Attanasio knows big payday looming for Brewers' ace Sabathia
MILWAUKEE -- Brewers principal owner Mark Attanasio laughed Thursday when asked if he's got $200 million in a suitcase for CC Sabathia.
"This is a high class problem, don't you think?" Attanasio asked rhetorically. "If anybody ever deserved a big contract, it's CC Sabathia, right?"
Attanasio's smile faded just a little when pressed on the reality of signing what may be the best midseason acquisition ever. The reigning AL Cy Young Award winner, acquired from Cleveland in July, is 9-0 with a 1.43 ERA in 11 starts with Milwaukee.

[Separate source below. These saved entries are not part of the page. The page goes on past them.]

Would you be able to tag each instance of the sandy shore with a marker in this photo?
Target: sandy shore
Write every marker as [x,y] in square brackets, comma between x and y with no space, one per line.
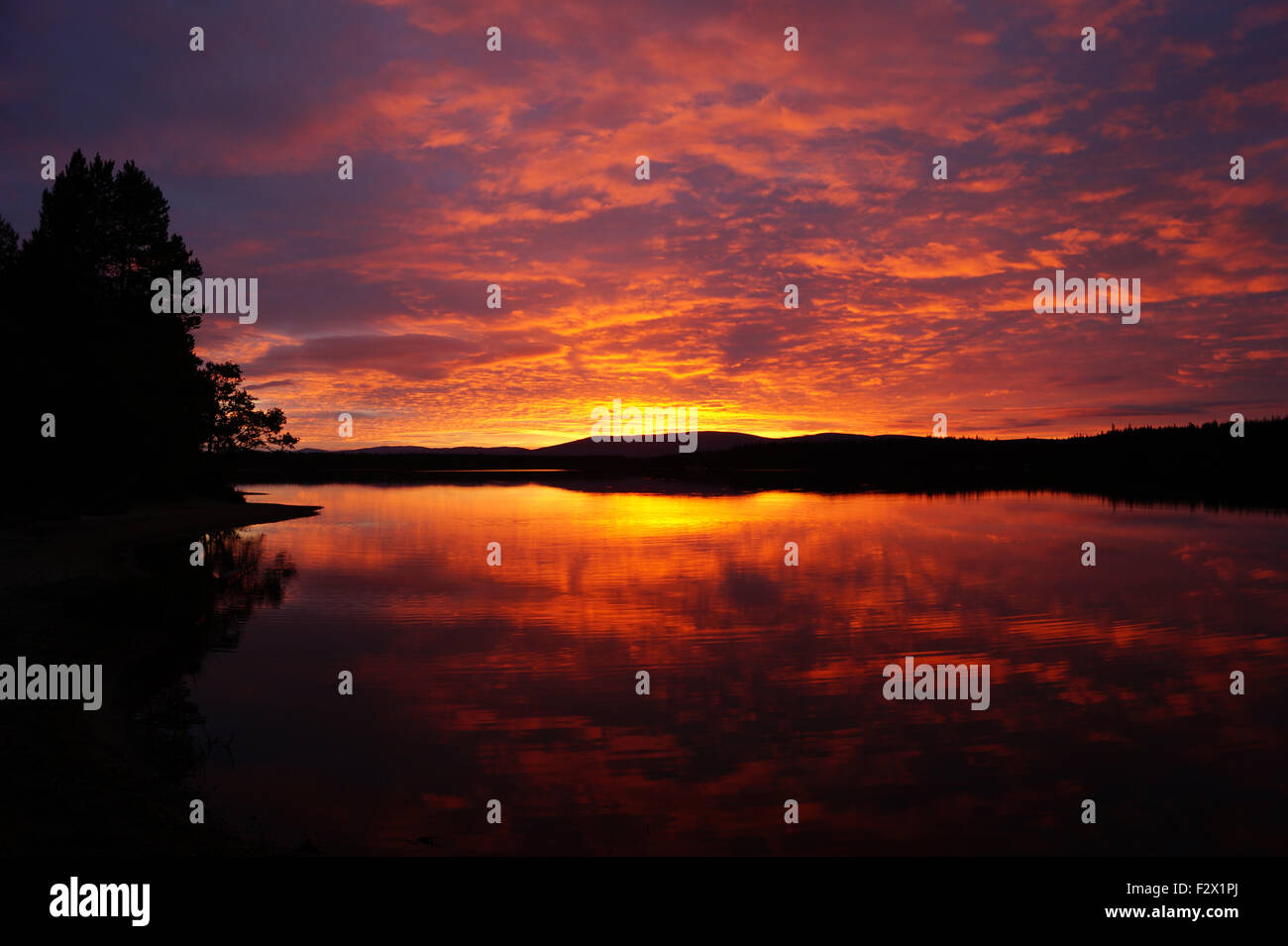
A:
[50,553]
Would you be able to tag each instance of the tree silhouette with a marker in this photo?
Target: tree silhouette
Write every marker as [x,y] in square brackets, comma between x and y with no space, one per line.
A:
[136,408]
[237,425]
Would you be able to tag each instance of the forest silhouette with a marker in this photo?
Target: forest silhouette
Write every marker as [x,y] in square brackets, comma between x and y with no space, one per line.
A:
[114,402]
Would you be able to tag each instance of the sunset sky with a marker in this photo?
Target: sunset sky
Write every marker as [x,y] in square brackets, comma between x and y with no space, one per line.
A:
[768,167]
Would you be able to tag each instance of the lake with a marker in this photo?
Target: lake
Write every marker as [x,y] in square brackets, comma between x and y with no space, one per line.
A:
[516,683]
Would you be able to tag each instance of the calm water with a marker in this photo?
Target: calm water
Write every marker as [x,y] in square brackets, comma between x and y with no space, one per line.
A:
[518,683]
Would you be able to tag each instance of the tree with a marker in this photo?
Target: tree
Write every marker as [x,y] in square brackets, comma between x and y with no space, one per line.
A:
[236,422]
[136,407]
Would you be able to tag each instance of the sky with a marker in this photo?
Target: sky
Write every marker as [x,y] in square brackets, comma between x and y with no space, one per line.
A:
[518,167]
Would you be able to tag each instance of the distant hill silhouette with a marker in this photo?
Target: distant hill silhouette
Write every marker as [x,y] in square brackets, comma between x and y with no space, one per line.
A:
[1190,464]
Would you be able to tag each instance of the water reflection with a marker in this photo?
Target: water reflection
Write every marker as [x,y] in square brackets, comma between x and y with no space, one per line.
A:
[518,683]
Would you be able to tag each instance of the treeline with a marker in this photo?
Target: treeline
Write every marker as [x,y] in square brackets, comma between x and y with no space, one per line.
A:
[1186,464]
[112,403]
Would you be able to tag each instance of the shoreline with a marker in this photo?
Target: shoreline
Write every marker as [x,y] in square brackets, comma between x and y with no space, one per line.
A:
[46,553]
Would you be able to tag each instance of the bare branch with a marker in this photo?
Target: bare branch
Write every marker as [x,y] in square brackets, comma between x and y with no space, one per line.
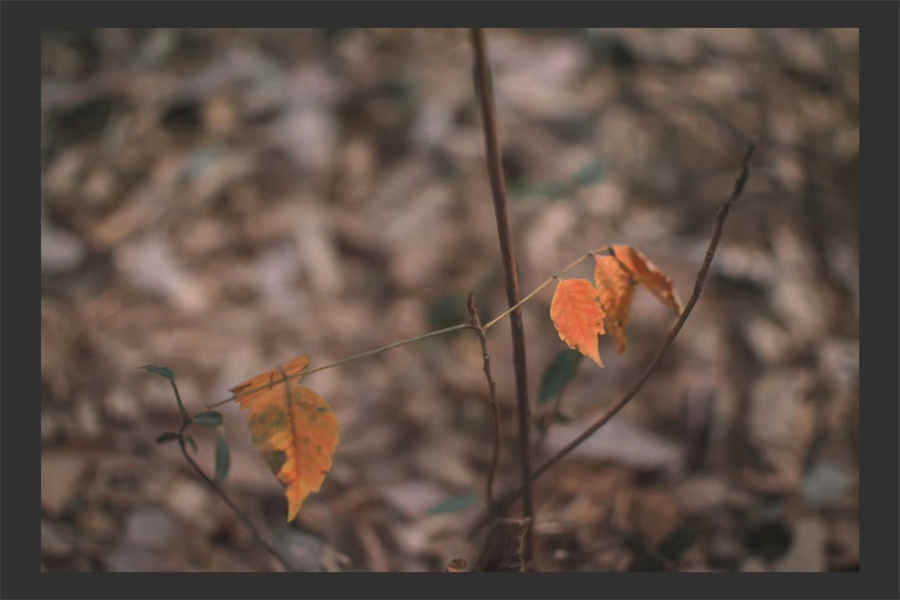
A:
[503,504]
[485,91]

"[General manager] Doug Melvin has done a good job saying let's get through the season and then we'll go from there," Attanasio said. "CC obviously is going to deserve everything he gets. We'll evaluate after the season."
Still, the Los Angeles investment banker who bought the Brewers before the 2005 season knows a good deal when he sees one.
"The Sabathia investment feels pretty good right now. I think he's been a huge boost for the team, not only on the field but in the clubhouse," Attanasio said. "He's just really just a great guy. I think that goes with a lot of the veteran leadership we're looking for -- Jason Kendall, Mike Cameron, Jeff Suppan, Gabe Kapler, Craig Counsell, Ray Durham, hope I didn't miss anybody there."
That veteran leadership could help the Brewers reach the postseason for the first time since a 1982 run to the World Series. Milwaukee entered Thursday night's game with San Diego leading the NL wild-card race by a comfortable margin.
Last season, the Brewers slid badly down the stretch and finished 83-79, two games out of the postseason.
"You don't get 21 games above .500 without a good team," Attanasio said. "This year, it's really more pitching and defense."
Milwaukee significantly upgraded its pitching July 7, sending power hitter Matt LaPorta and three other prospects to the Indians for the 6-foot-7 Sabathia. Attanasio says the difference will be measured in innings to years.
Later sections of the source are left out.